Faccio subito ammenda: il signor
Sindaco avv. Emilio Messaana al raduno nell'(af)Fondazioni di sabato scorso non
c'era, né parlò Lasciò solo la sua CMC appendice (ma pare per poco) che ovvio
sproloquiò. Quel POPO di roba falsa e bugiarda persino nel titolo dominò.
Taluno si disse essere volato non so da quale cima alpina per osannare chi
ormai non c'è più. Sciascia oggi non lo conosce più nessuno.
Esibisco qui una paginetta di un
groviglio di parrocchie in un inesistente paese quod dicitur Regalpetra.
Racalmuto ai sensi del codice canonico era monoparrocchiale, salvo una infelice
interruzione attorno al 1620. Invero prima tre poi quattro e per una breve
parentesi 5 parrocchie furono poco edificanti vicende ma degli anni trenta del
millennio scorso.
Incipit: quel 1645 anno di gran
peste a Racalmuto è tutta una allucinazione storica del poco storico Leonardo
Sciascia. A sua difesa penso che voleva dire 1625. Un banale rifuso dunque? E
Sciascia nelle tante successive edizioni del suo fortunatissimo libello non se
ne accorse mai? Sabato scorso persino un giudice di Caltanissetta non
aveva nulla da fare e venne qui in viale della Vittoria ad osannare il grande
fallace della storia locale. Ci regalò persino un inno alla gloria ad un notorio
avvinazzato leguleio.
Sciascia quindi ha le traveggole: ci
vuol far credere che in quella (inesistente peste) una metà "della popolazione
fu falcidiata". Invero già nel 1570 "Racalmuto contava 5.279
abitanti" (Calogero Taverna - Racalmuto nei Millenni, pag. 148, ma è testo
che la afFondazione disconosce per l'avara povertà (di spirito) catalana
e il comune succube disdegna)
Caro Sciascia, il "terzo
Girolamo non andò a cacciarsi in una congiura contro la sovranità di don
Filippo IV". Bellamente lo confonde con suo padre, quel Giovanni V di cui
alle cronache anche del D'Auria.
Codesto Girolamo terzo sopravvive
addirittura al figlio Giuseppe e visse sino al 9 marzo 1710 (Bibliografia? C.

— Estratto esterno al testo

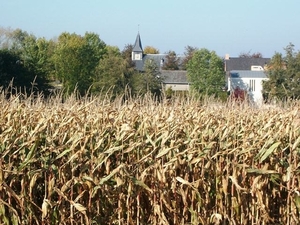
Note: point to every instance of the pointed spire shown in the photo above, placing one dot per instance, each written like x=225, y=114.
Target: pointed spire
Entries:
x=138, y=44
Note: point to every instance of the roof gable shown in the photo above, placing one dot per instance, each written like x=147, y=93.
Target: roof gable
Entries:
x=245, y=63
x=174, y=76
x=247, y=74
x=138, y=44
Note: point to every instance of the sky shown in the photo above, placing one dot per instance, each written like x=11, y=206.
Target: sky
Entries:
x=224, y=26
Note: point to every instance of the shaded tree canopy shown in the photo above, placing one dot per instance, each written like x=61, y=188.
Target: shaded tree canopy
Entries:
x=149, y=81
x=188, y=54
x=171, y=62
x=112, y=73
x=283, y=75
x=76, y=58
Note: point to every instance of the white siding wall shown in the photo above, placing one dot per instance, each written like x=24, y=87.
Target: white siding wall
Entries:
x=177, y=87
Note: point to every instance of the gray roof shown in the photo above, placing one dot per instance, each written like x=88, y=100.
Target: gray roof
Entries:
x=174, y=76
x=138, y=44
x=244, y=63
x=247, y=74
x=139, y=64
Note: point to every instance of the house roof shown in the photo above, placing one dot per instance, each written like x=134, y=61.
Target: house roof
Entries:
x=244, y=63
x=174, y=76
x=247, y=74
x=139, y=64
x=138, y=44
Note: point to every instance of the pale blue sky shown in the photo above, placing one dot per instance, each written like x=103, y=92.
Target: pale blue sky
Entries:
x=225, y=26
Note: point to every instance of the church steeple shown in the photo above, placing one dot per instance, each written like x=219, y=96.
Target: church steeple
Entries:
x=137, y=51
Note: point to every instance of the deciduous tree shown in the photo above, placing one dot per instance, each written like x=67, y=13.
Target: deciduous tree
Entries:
x=206, y=72
x=283, y=75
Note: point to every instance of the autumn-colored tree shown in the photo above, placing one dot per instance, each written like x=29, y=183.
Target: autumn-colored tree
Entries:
x=112, y=73
x=76, y=58
x=283, y=75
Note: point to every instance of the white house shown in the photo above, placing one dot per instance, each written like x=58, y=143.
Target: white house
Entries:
x=247, y=74
x=250, y=81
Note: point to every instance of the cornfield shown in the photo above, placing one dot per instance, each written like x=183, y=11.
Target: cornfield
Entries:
x=93, y=161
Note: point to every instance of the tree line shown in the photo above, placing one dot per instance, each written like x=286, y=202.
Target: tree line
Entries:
x=82, y=63
x=86, y=64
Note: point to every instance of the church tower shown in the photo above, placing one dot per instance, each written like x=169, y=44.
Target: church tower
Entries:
x=137, y=51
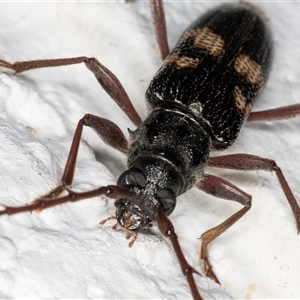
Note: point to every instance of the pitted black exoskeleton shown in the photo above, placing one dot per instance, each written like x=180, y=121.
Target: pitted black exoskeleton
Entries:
x=198, y=100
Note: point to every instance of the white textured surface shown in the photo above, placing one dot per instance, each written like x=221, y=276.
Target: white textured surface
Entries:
x=63, y=252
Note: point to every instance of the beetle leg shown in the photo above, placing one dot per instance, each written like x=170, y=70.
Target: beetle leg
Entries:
x=280, y=113
x=110, y=133
x=248, y=162
x=160, y=29
x=220, y=188
x=105, y=77
x=167, y=229
x=110, y=191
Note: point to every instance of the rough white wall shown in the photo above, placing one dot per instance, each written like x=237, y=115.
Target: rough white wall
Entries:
x=63, y=252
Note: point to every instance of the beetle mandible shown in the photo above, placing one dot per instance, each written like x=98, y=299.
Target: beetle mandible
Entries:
x=167, y=193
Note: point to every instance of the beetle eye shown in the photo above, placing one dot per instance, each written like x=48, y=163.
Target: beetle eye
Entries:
x=132, y=178
x=167, y=198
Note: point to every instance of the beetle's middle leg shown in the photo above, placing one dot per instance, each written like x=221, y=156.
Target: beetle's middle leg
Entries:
x=105, y=77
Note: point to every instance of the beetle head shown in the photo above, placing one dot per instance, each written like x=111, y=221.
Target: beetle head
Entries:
x=153, y=185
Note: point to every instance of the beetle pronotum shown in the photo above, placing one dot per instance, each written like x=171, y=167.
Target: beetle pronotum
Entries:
x=218, y=203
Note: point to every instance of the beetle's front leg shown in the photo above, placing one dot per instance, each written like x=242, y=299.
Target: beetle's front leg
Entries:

Taverna: la signoria racalmutese dei del Carretto, passim: Non vale? Non fa niente!!!)
Puttanata sostenere che
"l'investitura passava ai marchesi di Sant' Elia" e posso affermare che
è una tua fandonia sostenere che "fu grande riforma quella che i Sant'Elia
fecero centocinquant'anni addietro, divisero il feudo in lotti, stabilirono un
censo non gravoso, la piccola proprietà nacque , litigiosa e feroce". Caro
Sciascia anche qui la tua maldicenza contro di noi racalmutesi veraci non si
acquieta. Ma storicamente asserisci panzane: allora eri amico dell'arciprete Casuccio.
L'Arciprete teneva ancora in sacristia una bella memoria difensiva a
favore di suo padre, mastru Liddru Casuccio cultore di pirreri a Fra Paolo. Era
memoria del celebre avvocato Xerri. Vi avresti letto i termini della faccenda dei
Sant'Elia e ci avresti dispensato da una simile castroneria storica che
purtroppo quel POPO di cultura storica di sabato scorsa continua a martellarci.